Safe Trucking: Beware the Blind Spot

Posted by on Thursday, May 1, 2014 in News

In safe trucking news: The National Transportation Safety Board (NTSB) has asked federal regulators to consider adding a requirement to equip all new trailer-pulling, medium- and heavy trucks with technologies that minimize driver blind spots. You can read the entire NTSB report here. 

The recommendation follows research that suggests the elimination of blind spots would significantly reduce collisions between tractor-trailers and other vehicles, pedestrians, and cyclists. According to data from 2011, the NTSB says that 15 percent of fatal two-vehicle crashes between trucks and passenger cars were the result of side impacts.

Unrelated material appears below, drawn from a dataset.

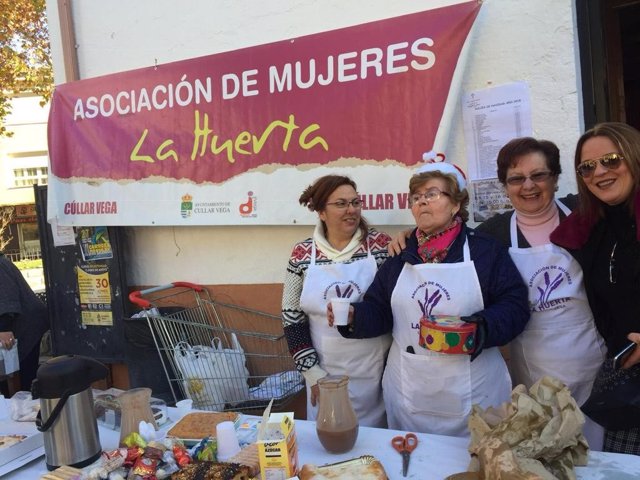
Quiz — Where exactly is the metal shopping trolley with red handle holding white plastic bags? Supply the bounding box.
[129,282,303,411]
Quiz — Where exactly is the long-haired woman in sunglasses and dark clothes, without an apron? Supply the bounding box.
[551,122,640,455]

Simple and relatively inexpensive technologies currently include right-fender mirrors, crossover convex mirrors, and automatic notification systems that alert drivers when others are in their blind spots.

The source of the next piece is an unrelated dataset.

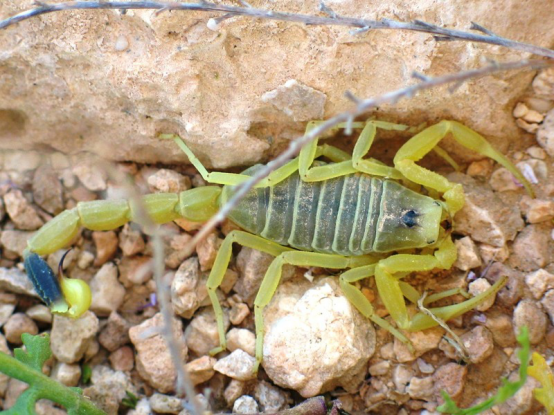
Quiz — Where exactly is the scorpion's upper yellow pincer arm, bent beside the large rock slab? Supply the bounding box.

As new technologies and regulations are developed and discussed, there are ways to stay safe when sharing the roads with tractor trailers. National Tank Truck Usher Driver of the Year finalist, Ron Hawkins, Jr., from Toledo, Ohio, has driven over 2 million miles in the past 30 years, and we like the advice he offered to readers of The BladeBeware the blind spot.

Blind spots around a semi are larger than you may think. “I can take a full length school bus, fold the mirrors in, and park it behind the truck, and you would never see it in my mirrors” Hawkins told The Blade staff writer, Rose Russell.

Tips for sharing the road with tractor-trailers:

  1. Never pass on the right. The blind spot is 4 or 5 lanes wide on the right side of the truck.
  2. When you are passing (hopefully on the left), don’t linger. The more time you spend right next to the truck, the longer you are in the blind spot.
  3. Keep a safe distance behind. The blind spot directly behind a trailer may extend as far as 25 car lengths.
  4. Be sure you can see the driver in his/her sideview mirror. If you can’t see the driver, the driver can’t see you.

In addition to maneuvering around a truck’s blind spot, Hawkins offered great reminders about the relatively slow stop-time of large, heavy vehicles. Depending on the weight and type of the load, a truck could require as much as the length of one football field plus both end zones to come to a complete stop. Maintaining a safe distance from large trucks not only minimizes your time in driver blind spots, but it also offers adequate room to stop in the event of an emergency.

CCC takes safety very seriously. We consistently rank in the 98th percentile of CSA (Compliance, Safety, and Accountability) metrics. Our longstanding commitment to safe behavior helps maintain safe roads, but it also reduces the liability of our partners and clients. We’re proud of our safe trucking!